Researchers are evaluating the effectiveness and safety of adding oral anticoagulation (OAC) to standard antiplatelet therapy in patients who develop new-onset post-operative atrial fibrillation (POAF) after isolated coronary artery bypass graft (CABG) surgery. This phase 3, multicenter, open-label, randomized trial aims to compare the prevention of thromboembolic events like stroke or heart attack against the risk of major bleeding. Patients who decline randomization may join a parallel registry to capture their treatment choices and risk profiles. Participants will be randomly assigned to one of two groups: the OAC-based strategy group receiving oral anticoagulants such as vitamin K antagonists or direct oral anticoagulants combined with antiplatelet therapy, or the control group receiving antiplatelet therapy alone with aspirin or a P2Y12-inhibitor. The anticoagulation treatment is given for 90 days, with the possibility for patients in the control arm who develop recurrent atrial fibrillation after 30 days to switch to anticoagulation. The study follow-up includes visits at 90 days and phone calls at 30, 60, and 180 days. Up to 500 patients may participate in a digital health substudy using a wearable heart rhythm monitor for 30 days after discharge. During the study, researchers will monitor participants for serious events such as death, ischemic stroke, transient ischemic attack, myocardial infarction, and thromboembolism up to 180 days after randomization. Safety is assessed by tracking major bleeding events up to 90 days. Data from the registry group will be analyzed to compare risk profiles and treatment strategies. Participants will be evaluated through clinical visits, phone follow-ups, medical record reviews, and in some cases, digital monitoring to understand treatment effects and safety over time.

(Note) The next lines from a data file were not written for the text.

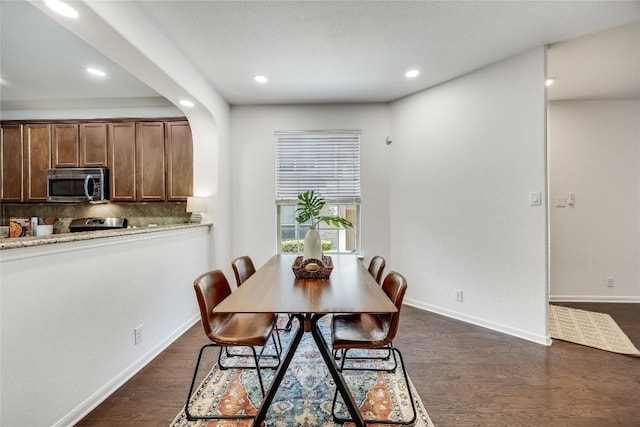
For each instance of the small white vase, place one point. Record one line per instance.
(312, 245)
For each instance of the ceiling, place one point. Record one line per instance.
(326, 51)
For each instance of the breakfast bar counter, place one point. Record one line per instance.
(26, 242)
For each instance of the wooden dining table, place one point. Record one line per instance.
(273, 288)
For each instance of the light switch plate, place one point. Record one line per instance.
(535, 198)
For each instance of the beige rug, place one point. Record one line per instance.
(589, 328)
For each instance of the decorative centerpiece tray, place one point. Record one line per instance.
(312, 268)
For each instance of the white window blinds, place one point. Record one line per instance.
(327, 162)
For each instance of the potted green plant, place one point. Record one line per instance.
(308, 209)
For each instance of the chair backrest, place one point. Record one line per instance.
(395, 286)
(242, 268)
(376, 267)
(211, 289)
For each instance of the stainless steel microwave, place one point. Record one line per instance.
(78, 185)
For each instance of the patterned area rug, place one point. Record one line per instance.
(589, 328)
(305, 394)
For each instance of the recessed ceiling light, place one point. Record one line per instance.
(62, 8)
(412, 73)
(96, 72)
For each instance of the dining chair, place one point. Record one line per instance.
(243, 269)
(376, 267)
(249, 330)
(367, 331)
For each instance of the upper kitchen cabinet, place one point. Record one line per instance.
(11, 163)
(179, 157)
(37, 159)
(94, 144)
(83, 145)
(122, 161)
(65, 145)
(150, 162)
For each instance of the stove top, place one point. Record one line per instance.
(94, 224)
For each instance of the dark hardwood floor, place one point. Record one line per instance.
(466, 376)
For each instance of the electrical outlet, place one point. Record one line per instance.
(137, 335)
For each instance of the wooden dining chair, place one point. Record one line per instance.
(376, 267)
(366, 331)
(249, 330)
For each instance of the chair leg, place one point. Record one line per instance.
(406, 381)
(260, 356)
(192, 417)
(390, 354)
(287, 327)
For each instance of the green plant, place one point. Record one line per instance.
(309, 207)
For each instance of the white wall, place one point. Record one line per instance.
(465, 156)
(69, 311)
(127, 35)
(253, 174)
(594, 152)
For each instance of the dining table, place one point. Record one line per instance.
(274, 288)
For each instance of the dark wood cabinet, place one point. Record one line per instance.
(65, 146)
(150, 162)
(37, 159)
(122, 161)
(11, 163)
(94, 150)
(179, 157)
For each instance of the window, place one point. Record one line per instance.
(327, 162)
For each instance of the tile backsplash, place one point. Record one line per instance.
(137, 214)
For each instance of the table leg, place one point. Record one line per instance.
(277, 379)
(333, 369)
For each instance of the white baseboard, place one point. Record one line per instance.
(594, 298)
(105, 391)
(498, 327)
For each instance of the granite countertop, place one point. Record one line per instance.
(25, 242)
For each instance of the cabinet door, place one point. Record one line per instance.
(11, 163)
(122, 161)
(179, 153)
(65, 145)
(93, 145)
(37, 159)
(150, 161)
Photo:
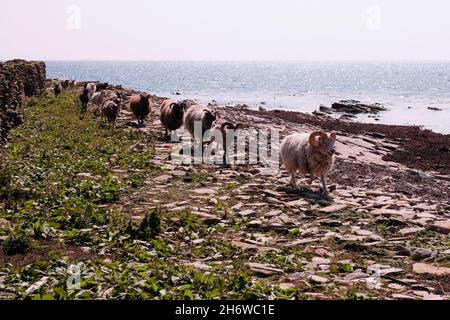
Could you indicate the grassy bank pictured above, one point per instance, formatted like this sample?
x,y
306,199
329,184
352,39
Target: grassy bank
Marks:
x,y
61,176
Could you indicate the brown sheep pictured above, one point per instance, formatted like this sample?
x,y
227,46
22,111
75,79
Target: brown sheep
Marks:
x,y
109,111
140,105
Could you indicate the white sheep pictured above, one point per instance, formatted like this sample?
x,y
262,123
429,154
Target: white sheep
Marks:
x,y
92,89
97,99
198,113
310,154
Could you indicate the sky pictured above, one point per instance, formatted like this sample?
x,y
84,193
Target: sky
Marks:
x,y
216,30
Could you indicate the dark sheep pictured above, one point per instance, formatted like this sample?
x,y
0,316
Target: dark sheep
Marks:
x,y
57,89
109,111
84,98
102,86
172,114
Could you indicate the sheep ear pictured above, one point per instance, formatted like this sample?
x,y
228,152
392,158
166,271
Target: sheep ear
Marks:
x,y
239,126
333,136
312,138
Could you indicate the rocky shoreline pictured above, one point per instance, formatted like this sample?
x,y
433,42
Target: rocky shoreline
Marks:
x,y
388,213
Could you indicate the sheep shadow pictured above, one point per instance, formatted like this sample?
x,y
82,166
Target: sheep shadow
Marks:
x,y
307,193
135,125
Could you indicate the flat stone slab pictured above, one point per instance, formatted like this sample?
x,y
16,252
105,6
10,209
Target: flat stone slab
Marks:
x,y
440,226
424,268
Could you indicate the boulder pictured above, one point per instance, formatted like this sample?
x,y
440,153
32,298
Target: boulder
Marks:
x,y
356,107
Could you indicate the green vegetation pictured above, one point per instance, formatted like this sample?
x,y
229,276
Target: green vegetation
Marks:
x,y
60,181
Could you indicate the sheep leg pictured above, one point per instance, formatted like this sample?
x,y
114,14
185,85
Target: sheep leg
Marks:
x,y
324,186
293,182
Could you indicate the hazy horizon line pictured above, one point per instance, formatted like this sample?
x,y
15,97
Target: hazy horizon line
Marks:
x,y
239,61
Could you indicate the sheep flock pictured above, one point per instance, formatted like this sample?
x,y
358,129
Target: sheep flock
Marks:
x,y
308,154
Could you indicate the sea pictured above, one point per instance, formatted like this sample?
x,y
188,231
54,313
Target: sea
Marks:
x,y
406,89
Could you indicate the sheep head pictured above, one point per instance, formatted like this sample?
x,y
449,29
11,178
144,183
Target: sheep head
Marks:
x,y
209,118
178,108
323,143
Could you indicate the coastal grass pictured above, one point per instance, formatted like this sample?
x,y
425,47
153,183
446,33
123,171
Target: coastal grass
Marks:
x,y
62,175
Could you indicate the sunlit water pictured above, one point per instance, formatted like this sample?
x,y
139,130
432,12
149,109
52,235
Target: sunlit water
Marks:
x,y
406,89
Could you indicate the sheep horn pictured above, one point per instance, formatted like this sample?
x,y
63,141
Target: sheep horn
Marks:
x,y
312,137
239,126
226,124
333,135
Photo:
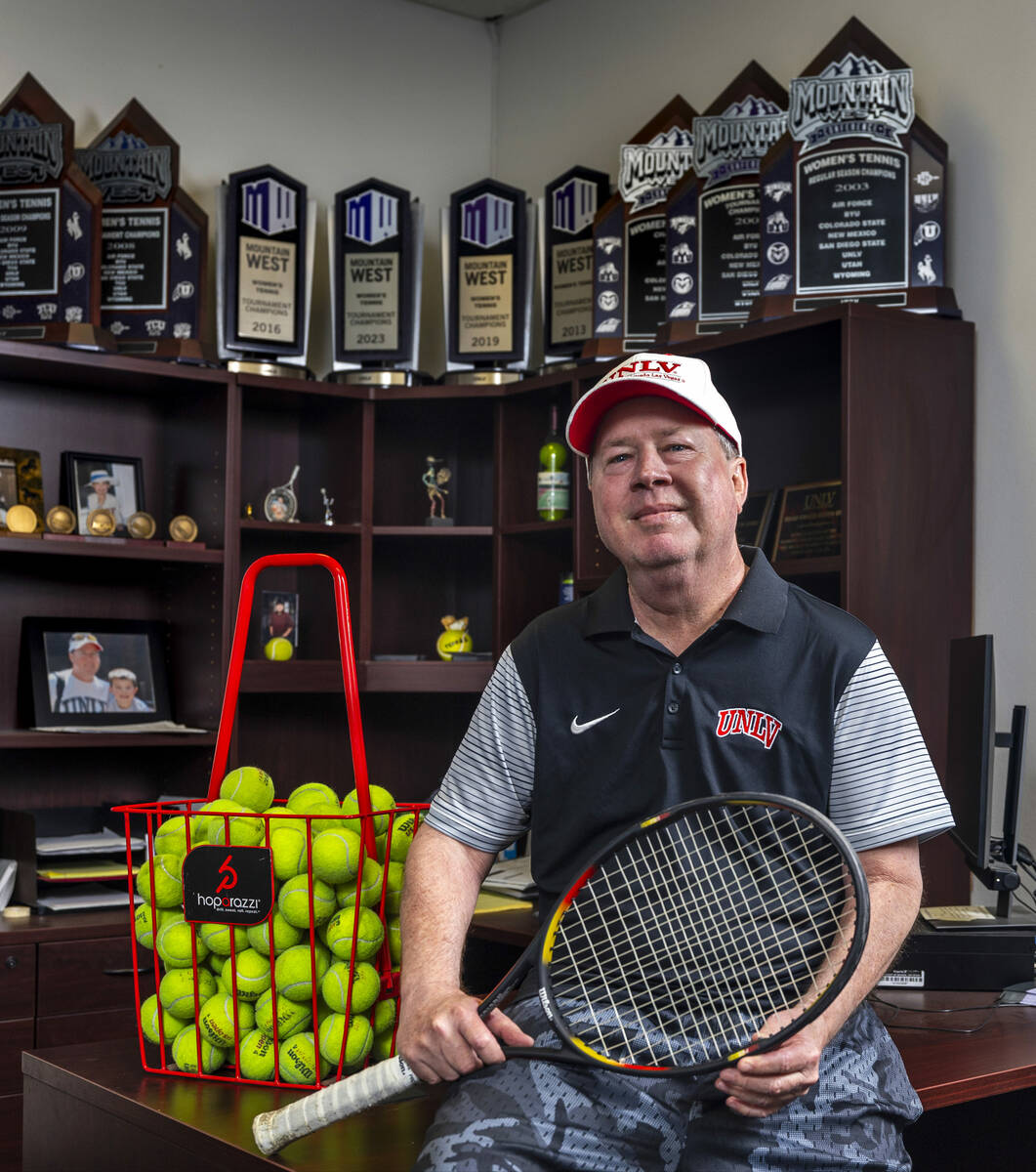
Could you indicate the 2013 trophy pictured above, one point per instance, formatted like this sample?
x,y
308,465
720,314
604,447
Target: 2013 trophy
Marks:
x,y
50,227
853,194
630,234
713,215
487,257
375,235
265,239
153,240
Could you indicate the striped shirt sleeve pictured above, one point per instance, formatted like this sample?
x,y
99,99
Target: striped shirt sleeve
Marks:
x,y
884,788
485,797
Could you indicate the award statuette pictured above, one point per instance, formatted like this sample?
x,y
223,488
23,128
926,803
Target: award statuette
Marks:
x,y
50,227
487,257
565,222
630,234
713,235
265,238
375,233
153,240
853,194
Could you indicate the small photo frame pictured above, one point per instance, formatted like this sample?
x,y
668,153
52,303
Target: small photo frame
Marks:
x,y
94,672
91,481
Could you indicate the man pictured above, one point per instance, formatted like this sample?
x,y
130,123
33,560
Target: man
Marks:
x,y
77,690
614,707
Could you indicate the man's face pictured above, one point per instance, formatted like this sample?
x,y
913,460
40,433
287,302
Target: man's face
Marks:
x,y
663,491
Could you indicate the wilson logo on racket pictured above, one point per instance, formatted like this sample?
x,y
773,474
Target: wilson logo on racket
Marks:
x,y
761,726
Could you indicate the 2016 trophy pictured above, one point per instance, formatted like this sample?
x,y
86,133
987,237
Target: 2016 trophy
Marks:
x,y
265,239
487,257
565,222
630,234
853,194
375,235
153,240
713,235
50,227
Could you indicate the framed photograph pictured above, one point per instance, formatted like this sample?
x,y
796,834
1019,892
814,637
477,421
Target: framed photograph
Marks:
x,y
21,481
94,672
110,483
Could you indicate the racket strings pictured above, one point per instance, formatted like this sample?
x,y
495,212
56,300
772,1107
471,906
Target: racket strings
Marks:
x,y
681,947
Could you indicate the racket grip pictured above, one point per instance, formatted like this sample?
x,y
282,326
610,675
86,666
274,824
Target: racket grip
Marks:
x,y
367,1088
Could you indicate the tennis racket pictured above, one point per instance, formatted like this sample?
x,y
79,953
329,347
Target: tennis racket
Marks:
x,y
714,930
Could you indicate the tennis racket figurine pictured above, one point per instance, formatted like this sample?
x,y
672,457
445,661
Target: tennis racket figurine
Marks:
x,y
716,929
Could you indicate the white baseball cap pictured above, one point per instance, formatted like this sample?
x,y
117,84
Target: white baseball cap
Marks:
x,y
683,380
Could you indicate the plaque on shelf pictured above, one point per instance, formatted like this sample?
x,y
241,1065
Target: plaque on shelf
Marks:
x,y
566,214
630,234
853,193
153,240
487,253
713,214
265,235
375,233
809,522
50,227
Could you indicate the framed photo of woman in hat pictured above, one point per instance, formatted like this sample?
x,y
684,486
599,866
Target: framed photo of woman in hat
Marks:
x,y
114,484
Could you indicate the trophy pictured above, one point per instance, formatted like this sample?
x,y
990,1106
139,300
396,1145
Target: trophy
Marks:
x,y
50,227
265,238
853,194
713,235
630,235
565,222
375,234
153,240
487,257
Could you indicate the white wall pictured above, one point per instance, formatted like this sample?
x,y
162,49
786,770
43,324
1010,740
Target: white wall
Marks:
x,y
577,77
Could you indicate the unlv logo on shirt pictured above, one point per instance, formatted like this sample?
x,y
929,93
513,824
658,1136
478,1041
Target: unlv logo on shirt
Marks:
x,y
762,726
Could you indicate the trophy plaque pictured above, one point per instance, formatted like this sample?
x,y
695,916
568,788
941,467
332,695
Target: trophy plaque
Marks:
x,y
853,194
265,238
487,256
713,215
375,233
630,234
153,240
50,227
565,223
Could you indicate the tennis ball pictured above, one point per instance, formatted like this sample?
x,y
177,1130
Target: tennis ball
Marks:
x,y
186,1053
293,971
217,1019
250,785
337,855
369,935
278,649
358,1040
299,1060
149,1021
169,889
256,1058
292,1017
176,991
335,984
293,901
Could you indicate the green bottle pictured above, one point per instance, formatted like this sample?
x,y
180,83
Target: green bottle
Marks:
x,y
552,483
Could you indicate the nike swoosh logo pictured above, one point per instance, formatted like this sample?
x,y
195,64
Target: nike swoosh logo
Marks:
x,y
577,728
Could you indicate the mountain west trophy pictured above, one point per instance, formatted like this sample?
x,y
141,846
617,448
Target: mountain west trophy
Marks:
x,y
487,256
630,234
713,215
375,232
853,196
153,240
50,227
265,237
565,223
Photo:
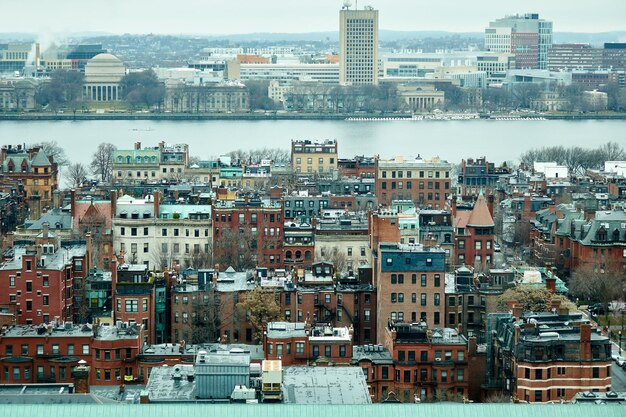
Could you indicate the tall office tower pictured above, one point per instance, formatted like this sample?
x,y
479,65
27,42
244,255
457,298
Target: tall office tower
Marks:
x,y
526,36
358,46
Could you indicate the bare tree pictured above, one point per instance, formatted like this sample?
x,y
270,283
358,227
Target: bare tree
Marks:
x,y
76,175
52,148
102,161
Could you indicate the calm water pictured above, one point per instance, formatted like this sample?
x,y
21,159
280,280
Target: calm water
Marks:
x,y
451,140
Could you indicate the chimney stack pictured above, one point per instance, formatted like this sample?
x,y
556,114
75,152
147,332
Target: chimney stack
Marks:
x,y
56,199
157,202
34,204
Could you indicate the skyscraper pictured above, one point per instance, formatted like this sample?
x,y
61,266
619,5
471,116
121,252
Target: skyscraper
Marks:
x,y
526,36
358,46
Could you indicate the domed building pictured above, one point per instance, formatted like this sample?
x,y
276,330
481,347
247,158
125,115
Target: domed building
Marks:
x,y
103,74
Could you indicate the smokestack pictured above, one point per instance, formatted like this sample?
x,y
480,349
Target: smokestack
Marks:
x,y
34,204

Researchers are evaluating the safety and effectiveness of apixaban compared with aspirin in patients who recently had an intracerebral hemorrhage (ICH) and also have atrial fibrillation (AF). The study aims to find out if apixaban is better than aspirin in preventing any type of stroke or death from any cause. It also looks at whether apixaban leads to better functional recovery measured by the modified Rankin Scale. This is a phase III, randomized, double-blinded trial enrolling 700 patients over 3.5 years. Participants will be randomly assigned to receive either apixaban, an oral blood thinner that inhibits Factor Xa, or aspirin, an oral antiplatelet medication. The study lasts from 12 months up to 36 months of follow-up after enrollment. Treatments are given orally, and patients will be monitored throughout the study period. Recruitment and coordination occur through NIH/NINDS StrokeNet sites. During the study, participants will undergo assessments including brain imaging (CT or MRI) to confirm diagnosis, functional outcome measurements using the modified Rankin Scale, and monitoring for any strokes or death. Safety will be closely observed, and patients will provide informed consent before joining. The primary outcome measured is stroke or death up to 3 years, and secondary outcomes include functional status changes. Participants are followed regularly to track these outcomes and overall health status.

Researchers are evaluating whether ziltivekimab can help people who were hospitalized due to a heart attack by potentially reducing the development of heart disease and preventing new heart attacks or strokes. This Phase 3 study compares ziltivekimab with a placebo, which is a dummy medicine that has no effect on the body. Both treatments are given by chance, with equal likelihood for participants to receive either ziltivekimab or placebo. Participants will inject the study medicine once a month under the skin in the stomach, thigh, or upper arm. Ziltivekimab is given as an initial loading dose followed by monthly maintenance doses. The placebo group receives a matching injection schedule. The study duration is about two years. During the study, researchers will monitor participants for the time until the first serious heart-related event, including cardiovascular death, non-fatal heart attack, or non-fatal stroke. Participants will be closely observed from the start of randomization up to 25 months. The study includes regular follow-ups to assess safety and effectiveness of the treatments throughout this period.